Yang terakhir dan tidak kalah pentingnya adalah pengaruh dari international linkage. Pengaruh tersebut menggambarkan bagaimana negara-negara luar memiliki kepentingan masing-masing sehingga konflik antara Israel dan Palestina sangat sulit untuk mencapai perdamaian. Seluruh kebijakan politik di Timur Tengah, salah satunya adalah pendirian Israel sebagai negara tidak lepas dari peranan Inggris yang mengeluarkan Deklarasi Balfour pada 1917, dimana Inggris memberikan pengakuan penuh atas kedaulatan negara Israel. Selain itu juga munculnya Resolusi DK PBB No. 242 yang menandai pendirian negara Israel di Palestina.

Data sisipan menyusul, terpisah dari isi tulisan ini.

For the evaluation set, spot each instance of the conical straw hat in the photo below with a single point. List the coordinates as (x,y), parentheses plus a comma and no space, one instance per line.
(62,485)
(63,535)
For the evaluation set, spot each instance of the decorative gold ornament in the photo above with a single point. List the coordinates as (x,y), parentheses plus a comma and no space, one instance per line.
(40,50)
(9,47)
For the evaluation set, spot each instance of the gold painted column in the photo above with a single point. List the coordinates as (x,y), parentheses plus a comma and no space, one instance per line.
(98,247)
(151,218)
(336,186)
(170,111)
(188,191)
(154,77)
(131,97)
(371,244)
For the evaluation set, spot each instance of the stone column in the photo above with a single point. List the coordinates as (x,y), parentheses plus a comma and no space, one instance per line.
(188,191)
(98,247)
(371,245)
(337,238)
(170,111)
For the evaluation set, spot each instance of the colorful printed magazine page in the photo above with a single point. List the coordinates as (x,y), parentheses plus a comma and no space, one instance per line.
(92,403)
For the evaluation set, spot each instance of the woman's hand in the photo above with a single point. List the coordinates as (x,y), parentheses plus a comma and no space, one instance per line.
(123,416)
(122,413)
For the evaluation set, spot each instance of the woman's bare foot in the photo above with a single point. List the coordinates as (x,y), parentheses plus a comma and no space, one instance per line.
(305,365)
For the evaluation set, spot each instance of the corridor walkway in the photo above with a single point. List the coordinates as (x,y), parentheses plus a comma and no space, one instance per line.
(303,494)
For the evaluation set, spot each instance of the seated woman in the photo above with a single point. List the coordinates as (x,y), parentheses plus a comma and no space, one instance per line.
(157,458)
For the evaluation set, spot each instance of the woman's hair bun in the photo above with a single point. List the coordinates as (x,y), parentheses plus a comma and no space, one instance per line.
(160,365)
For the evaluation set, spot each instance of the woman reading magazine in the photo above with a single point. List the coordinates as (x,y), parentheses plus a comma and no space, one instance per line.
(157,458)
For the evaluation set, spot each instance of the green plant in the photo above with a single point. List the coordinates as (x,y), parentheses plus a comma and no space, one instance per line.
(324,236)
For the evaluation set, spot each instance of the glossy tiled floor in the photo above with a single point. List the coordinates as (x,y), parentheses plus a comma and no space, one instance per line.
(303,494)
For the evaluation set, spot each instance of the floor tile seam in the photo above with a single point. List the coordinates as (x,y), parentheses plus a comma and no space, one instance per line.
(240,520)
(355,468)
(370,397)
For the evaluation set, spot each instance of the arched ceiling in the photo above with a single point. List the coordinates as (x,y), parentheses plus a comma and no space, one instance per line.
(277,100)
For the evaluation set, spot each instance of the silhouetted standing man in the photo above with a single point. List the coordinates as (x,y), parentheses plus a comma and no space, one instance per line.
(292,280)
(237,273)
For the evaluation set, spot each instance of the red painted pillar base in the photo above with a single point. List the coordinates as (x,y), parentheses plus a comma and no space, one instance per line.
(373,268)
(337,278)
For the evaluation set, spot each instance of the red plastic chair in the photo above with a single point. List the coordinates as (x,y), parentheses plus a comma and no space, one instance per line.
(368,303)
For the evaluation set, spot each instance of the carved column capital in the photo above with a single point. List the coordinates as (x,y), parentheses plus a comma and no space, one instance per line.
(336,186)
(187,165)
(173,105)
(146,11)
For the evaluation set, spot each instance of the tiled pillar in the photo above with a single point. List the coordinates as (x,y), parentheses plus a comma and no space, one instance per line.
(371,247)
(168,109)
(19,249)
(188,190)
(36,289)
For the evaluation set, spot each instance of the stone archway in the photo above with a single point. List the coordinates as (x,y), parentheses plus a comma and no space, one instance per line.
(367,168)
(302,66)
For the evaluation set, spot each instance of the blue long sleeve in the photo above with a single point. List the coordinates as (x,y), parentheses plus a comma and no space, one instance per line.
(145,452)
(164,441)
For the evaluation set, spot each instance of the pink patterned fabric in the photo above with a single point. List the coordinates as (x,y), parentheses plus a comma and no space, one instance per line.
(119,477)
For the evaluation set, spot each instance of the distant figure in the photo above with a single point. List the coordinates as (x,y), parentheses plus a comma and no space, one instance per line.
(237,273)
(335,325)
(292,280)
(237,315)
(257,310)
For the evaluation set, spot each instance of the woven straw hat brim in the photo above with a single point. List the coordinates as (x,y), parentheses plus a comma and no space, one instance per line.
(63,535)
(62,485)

Kemudian kebijakan luar negeri AS di Timur Tengah yang juga berpengaruh terhadap berlarut-larutnya konflik Israel dan Palestina. AS memiliki tiga (3) kepentingan terkait dengan penyebaran demokrasi, melindungi Israel berdasar atas Doktrin Truman, dan yang hingga kini kita ketahui adalah kebutuhan AS terhadap minyak. Israel merupakan negara di Timur Tengah yang memiliki sistem politik yang paling demokrasi, sedangkan Palestina menjadi negara dengan sistem politik semi-monarki absolut-otoriter yang membedakan kedua entitas tersebut. Sehingga terlihat disini konflik berkepanjangan tersebut tidak dapat dilepaskan dari pengaruh luar yang mendominasi, dibuktikan oleh AS yang menjadikan Israel sebagai salah satu pijakan terkuatnyauntuk mengendalikan stabilitas di Timur Tengah dengan sistem politik demokrasinya.

Dengan memfokuskan pada berlarutnya permasalahan yang dihadapi oleh Israel-Palestina hingga saat ini, "Efektifkah peranan PBB dalam proses perdamaian Israel-Palestina?”

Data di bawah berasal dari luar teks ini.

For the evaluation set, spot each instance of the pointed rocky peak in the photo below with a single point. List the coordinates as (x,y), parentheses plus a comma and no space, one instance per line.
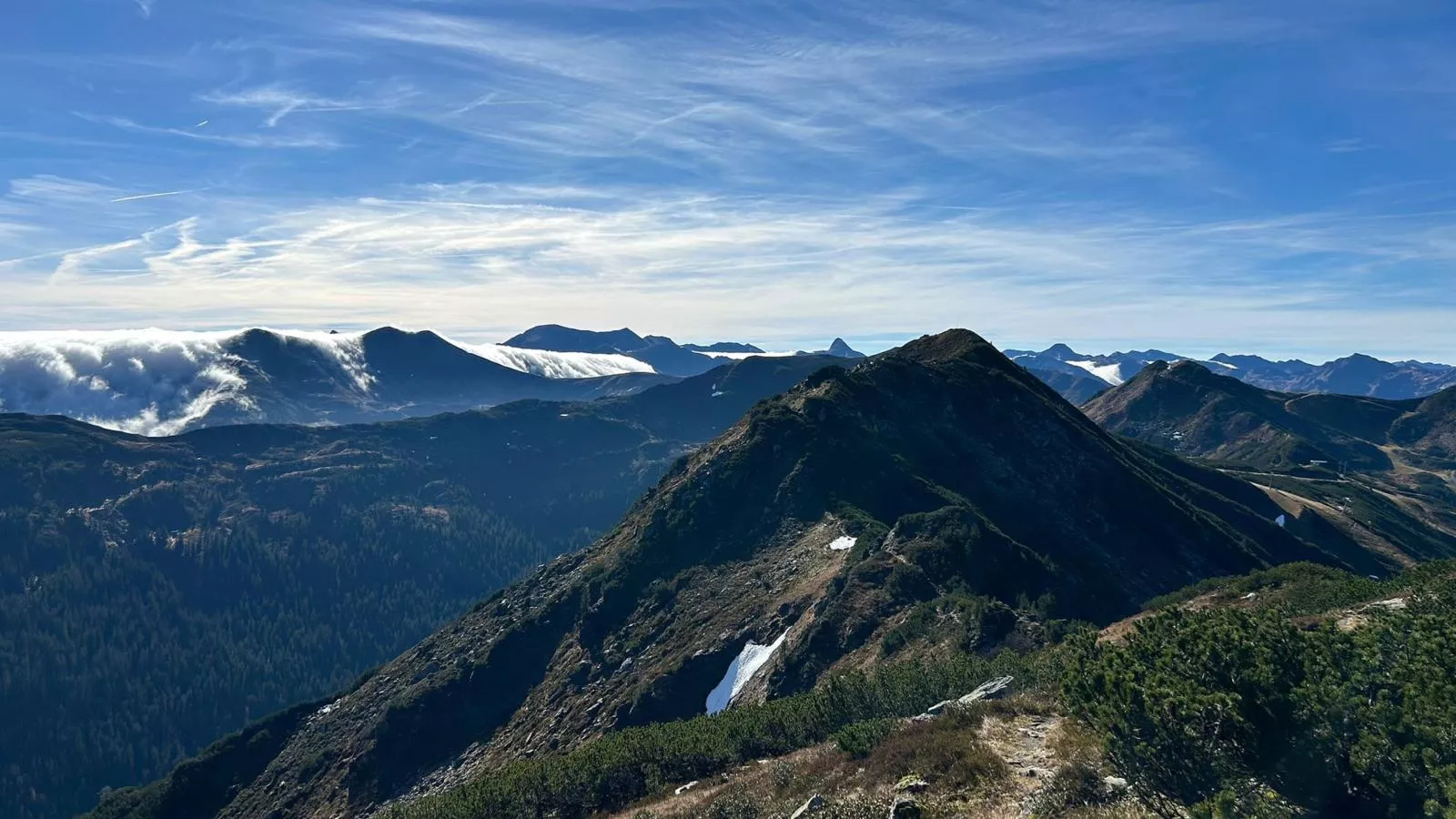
(844,350)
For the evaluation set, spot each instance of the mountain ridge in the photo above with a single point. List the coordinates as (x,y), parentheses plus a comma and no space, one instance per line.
(1351,375)
(298,555)
(1004,490)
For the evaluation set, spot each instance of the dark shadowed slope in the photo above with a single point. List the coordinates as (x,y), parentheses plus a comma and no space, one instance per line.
(954,471)
(157,593)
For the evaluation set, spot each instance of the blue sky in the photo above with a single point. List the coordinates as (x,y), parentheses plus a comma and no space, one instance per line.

Tidak Efektifnya Peranan PBB dalam Perdamaian Israel-Palestina

Peranan PBB dalam perdamaian Israel-Palestina tidak efektif dilihat dari Draft Resolusi yang tidak membawa hasil signifikan. Hal itu dikarenakan banyaknya pelanggaran atau ketidaksetujuan salah satu pihak terhadap resolusi yang dikeluarkan PBB.

Berdasarkan teori yang dikemukakan oleh Azar, penulis akan memberikan penjelasan secara detail mengenai kegagalan PBB dalam memberikan resolusi terkait Konflik Israel dengan Palestina. Pertama, adalah communal content yang menekankan pentingnya aspek sejarah terkait identitas, agama, maupun budaya dari kedua belah pihak yang mengalami konflik. Dari aspek sejarah, kita dapat melihat bahwa kedua negara tersebut merupakan dua belah pihak yang telah mengalami perbedaan sejak 2000 SM.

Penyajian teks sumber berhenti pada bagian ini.